Comments

1
An excellent blend of adaptations. Many fathers insures genetic variation. And a stable relationship insures young survive to adulthood. Viola! Survival!
2
One of the main problems with the implied comparison between Damselfish and humans is that, because Damselfish lay eggs that are fertilized outside the mother's body, the concept of cuckoldry doesn't really apply. Cuckoldry can (and does) happen frequently in humans, because the egg is fertilized and matures inside the mother's body. Concealed ovulation only adds to the human female's ability to deceive a male into thinking that a child is his, when it is not.

I realize that there are monogamous species of animals out there (although, it should be noted, that the 'mating season' definition means that animal monogamy is serial monogamy), but I honestly don't think humans are one of them.
3
Why am I thinking about Troy McClure's fish fetish?
4
So you're defending monogamy now?
5
Unfortunately, humans don't have a mating season. I wish we did. Think how much more productive I could be if I weren't so easily distracted by sex, but for a couple weeks a year.
6
This kind of evolutionary argument for human behaviour is deeply flawed. These studies on mating behaviour of animals are very interesting, and how different animals maximise their evolutionary potential via various strategies of mating is very enlightening to the processes of evolution.
However, human behaviours are a product such a complex set of interacting environmental and genetic inputs. I would suggest that there are many things our ancestors did that I feel no urge to do.
Ultimately, trying to detangle this web, especially with such a complex trait as human behaviour, or sexual desires, is going to be a fruitless and pointless task.
Does it matter if an urge or desire I feel is genetic or somehow from my environment? If it is not genetic is it less valid? I don't think it should be.

My point is, we know how people are now, some don't want to be monogamous, some do. Just be comfortable with who you are and don't make promises you can't keep.
7
It's a good thing I don't plan on having children. Now I don't have to remain monogamous. Except that I remain that way because I have a strong bond with my partner, and the risk of STDs is enough to keep me from sleeping around.
8
This is why looking to the animal kingdom for what is "natural" or "normal" has little bearing on what actually works in an honest and communicative relationship. Please, go find me a study that shows a species where a mating pair brings back a third for mutual gratification for all parties involved? Or how about a species that dresses up as other species to turn themselves or others on?
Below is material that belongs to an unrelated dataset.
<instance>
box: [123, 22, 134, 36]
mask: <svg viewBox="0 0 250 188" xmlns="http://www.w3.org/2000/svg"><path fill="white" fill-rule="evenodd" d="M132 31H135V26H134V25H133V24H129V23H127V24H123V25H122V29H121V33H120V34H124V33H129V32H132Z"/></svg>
There are loads of things that work for humans that aren't reflected in the animal kingdom and lots of things that work in the animal kingdom that won't fly with humans.

It's good to see that in nature, all manner of relationships exist, but just as a mormon cannot justify a patriarchal polygamous marriage as "the answer" because it's relatively common in the animal kingdom, nor do we throw up our hands and say, "well, monogamous birds cheat on each other so all bets are off for monogamy"

Once again, Dan, I would plead with you, If you won't accept "homosexuality isn't natural" as meaning anything at all (besides being downright wrong it's not an argument against gay marriage) neither should you continue to spout this nonsense about how "unnatural" monogamy is. If it works for a couple, great. If people mutually agree to some other arrangement, great as well.
9
I think some people are missing the point. If you read the entire blog post, it is purely a look at monogamy in animals with a slight reference to how this might have implications on human sexual behavior. It's science; if you can't infer that human sexuality is clearly much more complex than a fish's or a bird's, than that's on you. I doubt the author meant to take much of a stance on monogamy one way or the other...
10
The author here. Of course I'm not trying to make a one to one comparison between fish and humans. I was being slightly cheeky with my last comment. However, I do think it's interesting to explore the factors that lead to different types of mating systems and bi-parental care is one factor that can lead to monogamy. Of course you could argue that humans are not obligately bi-parental (in the case of the Acanthochromis the whole brood dies if one mate is removed) and there is the hugely confounding factor of how you define monogamy in humans. Humans are the only species I know of that can "mate" without producing offspring.
11
@9+10, yes you are right, this is more within the context that Dan likes evolutionary explanations for polygamy/non-mongamy, and it is a subject that has come up before.

As a geneticist, I would (and did) question the fact that these studies are in any way applicable to humans. However, I am aware that I am inherently distrustful of these behavioural studies, and that the blog itself was well written and fair in the way it dealt with the comparison with humans.